La idea es divertida: tomar un puñado de canciones de los años veinte, no necesariamente las más recordadas, y armar con ellas un recital que pueda decirles algo a los oyentes de hoy. Esto sucede al escuchar Glad Rag Doll, el nuevo trabajo de la cantante y pianista canadiense Diana Krall. Hacerlo no equivale a contemplar un álbum de fotos viejas, sino –aunque suene raro– a descubrir cuán avanzada ya era la humanidad hace nueve décadas.

Corrían los locos, los rugientes años veinte: la década del primer vuelo transatlántico, del nacimiento del surrealismo, del invento del cine sonoro, del jazz… y a juzgar por las canciones seleccionadas, una era en que se vivía a una intensidad emocional sin precedentes. Incluso en tiempos posteriores no se escribieron versos tan contundentes como “Todo el mundo puede ver detrás de tu máscara” o “Ningún hombre vale la sal de mis lágrimas”.

Y aquí viene lo más desquiciado: pese a las insinuaciones de época que contiene la fotografía de la carátula, la instrumentación del álbum no tiene nada que ver con los orígenes de las pistas.

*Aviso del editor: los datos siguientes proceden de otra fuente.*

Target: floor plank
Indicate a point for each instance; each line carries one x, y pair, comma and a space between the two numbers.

Aquí Diana Krall ha vuelto a hacer bien su tarea. Cuando se sumergió en el repertorio romántico de The Look of Love (2001), una orquesta de cuerdas la acompañó. Cuando quiso explorar una faceta más optimista en From This Moment On (2006), recurrió a una banda de 30 músicos. 

En el nuevo trabajo, se escucha algo que podría confundirse con el clásico ensamble de jazz, de no ser por una guitarra eléctrica con cierta distorsión que se une a este. Aquí no reside el relativo historicismo que se encuentra en los discos de los Squirrel Nut Zippers. El objetivo ha sido, más bien, reunir excelentes instrumentistas de diversas corrientes –Krall incluida– y permitirles que se luzcan y que disfruten sin contemplaciones de estilo.

Como resultado, Diana Krall vuelve a hacerse sentir como pianista en varios solos intensos. Algunos son breves, al menos para quienes admiramos, más allá de su voz, ese ataque inspirado que tiene sobre el teclado. Una canción en particular, Lonely Avenue, se extiende casi por siete minutos y resulta un experimento fascinante de tensión controlada. En un plano más tradicional, nos muestra su dominio del lenguaje del blues en I’m a Little Mixed Up.

¿De dónde sale esta fascinación por la banda sonora de los albores del siglo pasado? Si exploramos la discografía reciente, tal vez el primer ejercicio exitoso fue el encuentro de ltrompetista Wynton Marsalis y Eric Clapton en 2011. Pero en aquel disco había todavía mucho respeto: Marsalis, al frente de los arreglos, decidió revivir el formato de octeto empleado por King Oliver en los tiempos de la Primera Guerra Mundial.

En general, pareciera que los homenajes a la música de eso que llamamos ‘el ayer’ deben mantener la instrumentación para ayudar al oyente a transportarse. En España, el disco que lanzó Sole Giménez en homenaje a Édith Piaf incluye desde su carátula, cómo no, un acordeón parisiense. Y en nuestro país, para no ir más lejos, un curioso redescubrimiento del jazz gitano ha generado grupos adolescentes tan anacrónicos como Monsieur Periné. 

En todo esto, sin cuestionar el talento de los intérpretes, no deja de haber algo de disfraz. En Glad Rag Doll sucede casi lo contrario: la fascinación es con las composiciones, no con un sonido. Se trata, más bien, de apropiarse de aquello que está pasado de moda para volverlo contemporáneo.